Trilisser, Meer Abramovich

 

Born 1883 in Astrakhan; died Feb. 2, 1940. Soviet party and state figure. Member of the Communist Party from 1901.

The son of a petit bourgeois, Trilisser carried out party work in Odessa, Astrakhan, Samara (Kuibyshev), Kazan, Ekaterinburg (Sverdlovsk), and St. Petersburg as a member of the local committees of the RSDLP in these cities. In 1907 he was sentenced to five years’ hard labor in the Shlissel’burg Fortress; he was subsequently exiled to Siberia.

After the February Revolution of 1917, Trilisser became the secretary of the Irkutsk soviet. In 1918 he was made deputy chairman of the Siberian Military Commissariat and became a member of the Central Executive Committee of Siberian Soviets (Tsentrosibir’). Between 1918 and 1920 he helped organize the party underground in Amur Oblast; during this period he was a member of the underground central operations headquarters in Blagoveshchensk, the chairman of the oblast revolutionary committee, and a member of the Far East Bureau of the Central Committee of the RCP(B).

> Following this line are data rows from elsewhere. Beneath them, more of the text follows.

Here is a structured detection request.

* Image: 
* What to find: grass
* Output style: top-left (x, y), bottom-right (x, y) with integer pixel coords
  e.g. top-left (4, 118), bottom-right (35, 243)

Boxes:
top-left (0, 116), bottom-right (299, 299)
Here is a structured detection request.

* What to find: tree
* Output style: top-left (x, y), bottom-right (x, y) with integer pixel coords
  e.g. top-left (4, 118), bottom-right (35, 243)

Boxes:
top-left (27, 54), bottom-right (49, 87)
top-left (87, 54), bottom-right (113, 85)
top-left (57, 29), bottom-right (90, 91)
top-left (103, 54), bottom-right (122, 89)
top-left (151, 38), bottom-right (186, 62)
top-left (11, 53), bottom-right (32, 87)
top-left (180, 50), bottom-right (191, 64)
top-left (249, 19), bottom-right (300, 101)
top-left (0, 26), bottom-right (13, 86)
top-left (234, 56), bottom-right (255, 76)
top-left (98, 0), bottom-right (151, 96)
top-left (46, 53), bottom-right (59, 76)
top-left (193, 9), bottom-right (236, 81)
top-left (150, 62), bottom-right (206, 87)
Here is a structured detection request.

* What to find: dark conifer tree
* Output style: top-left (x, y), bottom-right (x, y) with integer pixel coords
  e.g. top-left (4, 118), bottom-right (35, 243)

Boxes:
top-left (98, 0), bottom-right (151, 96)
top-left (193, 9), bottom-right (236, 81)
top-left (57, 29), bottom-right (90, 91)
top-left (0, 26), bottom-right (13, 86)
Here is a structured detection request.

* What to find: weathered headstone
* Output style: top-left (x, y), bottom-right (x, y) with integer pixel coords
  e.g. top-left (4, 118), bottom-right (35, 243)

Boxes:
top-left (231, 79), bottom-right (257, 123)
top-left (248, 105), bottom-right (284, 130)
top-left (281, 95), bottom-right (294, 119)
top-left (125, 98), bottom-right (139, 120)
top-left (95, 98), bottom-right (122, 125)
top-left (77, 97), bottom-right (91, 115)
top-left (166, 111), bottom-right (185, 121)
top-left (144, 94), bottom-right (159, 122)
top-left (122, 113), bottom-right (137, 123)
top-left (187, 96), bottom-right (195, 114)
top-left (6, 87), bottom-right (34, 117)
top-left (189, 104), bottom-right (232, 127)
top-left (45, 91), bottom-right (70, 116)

In 1921, Trilisser became a member of the All-Russian Extraordinary Commission (subsequently reorganized as the Unified State Political Directorate [OGPU]); he was deputy chairman of the OGPU from 1926 to 1930. After serving as deputy people’s commissar of the Workers’ and Peasants’ Inspectorate of the RSFSR from 1930 to 1934, he became a member of the Commission of Soviet Control.

Trilisser was a delegate to the Fifteenth through Seventeenth Congresses of the ACP(B). At the Fifteenth and Sixteenth Congresses he was elected a member of the Central Control Commission of the ACP(B); he was a member of the presidium of the Central Control Commission from 1930 to 1934. It was at the Seventeenth Congress that he was elected to the Commission of Soviet Control. Trilisser was awarded the Order of the Red Banner.